The core strategy for where new homes should be built across South Oxfordshire had proposed building the homes at Winterbrook, instead of at Slade End Farm.
But a ruling by inspector Roy Foster has made Slade End Farm, off Wantage Road, the final choice, in line with South Oxfordshire District Council’s original decision.
Earlier this year the council made part of Winterbrook, off Reading Road, a conservation area.
Council spokesman Andy Roberts said the inspector’s decision was “mainly because of the additional sensitivities at the southern site (Winterbrook) relating to historic conservation, together with closeness to a possible minerals extraction site”.
The 555 homes will be built alongside a new primary school, open space, allotments and new sports pitches next to Wallingford Sports Park.
Residents living near the Slade End Farm site said they were disappointed and added that there could be an appeal.
Helen Sheppard, of Wantage Road, said: “Out of the blue, the district council has decided to designate the Winterbrook area a conservation area.
“This is the main reason that the inspector has been persuaded to reverse his decision.
“The district council has succeeded in dividing still further a once-friendly town.”
The council’s cabinet member for planning, Angie Paterson, said: “We know that not everyone will welcome this news, but we are satisfied that the process was a thorough one.”
Town councillor Lynda Atkins added: “The whole process has split the town in half – I think it has been badly handled.”

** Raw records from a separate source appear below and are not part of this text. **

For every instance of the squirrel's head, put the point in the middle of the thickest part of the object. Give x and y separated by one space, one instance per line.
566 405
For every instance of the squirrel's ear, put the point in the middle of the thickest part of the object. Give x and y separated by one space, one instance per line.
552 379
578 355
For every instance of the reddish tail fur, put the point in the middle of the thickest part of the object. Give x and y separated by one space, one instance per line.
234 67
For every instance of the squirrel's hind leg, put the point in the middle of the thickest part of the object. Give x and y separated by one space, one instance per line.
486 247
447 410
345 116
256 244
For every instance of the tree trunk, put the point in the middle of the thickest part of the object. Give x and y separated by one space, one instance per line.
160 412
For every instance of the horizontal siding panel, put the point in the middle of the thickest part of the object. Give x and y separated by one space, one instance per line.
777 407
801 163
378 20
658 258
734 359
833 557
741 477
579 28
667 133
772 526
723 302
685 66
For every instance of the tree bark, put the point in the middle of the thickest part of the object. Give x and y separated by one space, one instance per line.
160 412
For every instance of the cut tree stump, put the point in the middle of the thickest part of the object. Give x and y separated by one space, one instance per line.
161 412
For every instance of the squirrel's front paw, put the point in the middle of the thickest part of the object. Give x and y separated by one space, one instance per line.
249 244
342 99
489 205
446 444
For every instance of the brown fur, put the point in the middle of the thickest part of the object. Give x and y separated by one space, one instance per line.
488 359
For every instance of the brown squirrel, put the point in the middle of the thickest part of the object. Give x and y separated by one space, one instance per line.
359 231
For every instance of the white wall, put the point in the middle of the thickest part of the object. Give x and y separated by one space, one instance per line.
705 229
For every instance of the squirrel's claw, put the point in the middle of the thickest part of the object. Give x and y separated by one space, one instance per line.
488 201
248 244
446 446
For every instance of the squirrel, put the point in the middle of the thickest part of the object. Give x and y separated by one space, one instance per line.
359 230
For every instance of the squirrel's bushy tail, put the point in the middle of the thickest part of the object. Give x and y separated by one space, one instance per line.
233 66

Winterbrook is in Cholsey parish, and Cholsey Parish Council chairman Mark Gray said: “People living in Cholsey will be relieved.
“Now we will continue to fight the gravel extraction plans.”
The district council created the Winterbrook conservation area following consultation with residents in May and June.
The core strategy determines where about 11,487 new homes will be built over the next 15 years. Wallingford’s current population of 8,000 is expected to grow by about 2,000 by 2017.
Developers Prupim last year submitted a planning application for 400 homes at Slade End Farm.
As part of the county council’s minerals and waste strategy, 4.9 million tonnes of sand and gravel over 25 years could be extracted from fields between Cholsey and Wallingford, starting in 2020.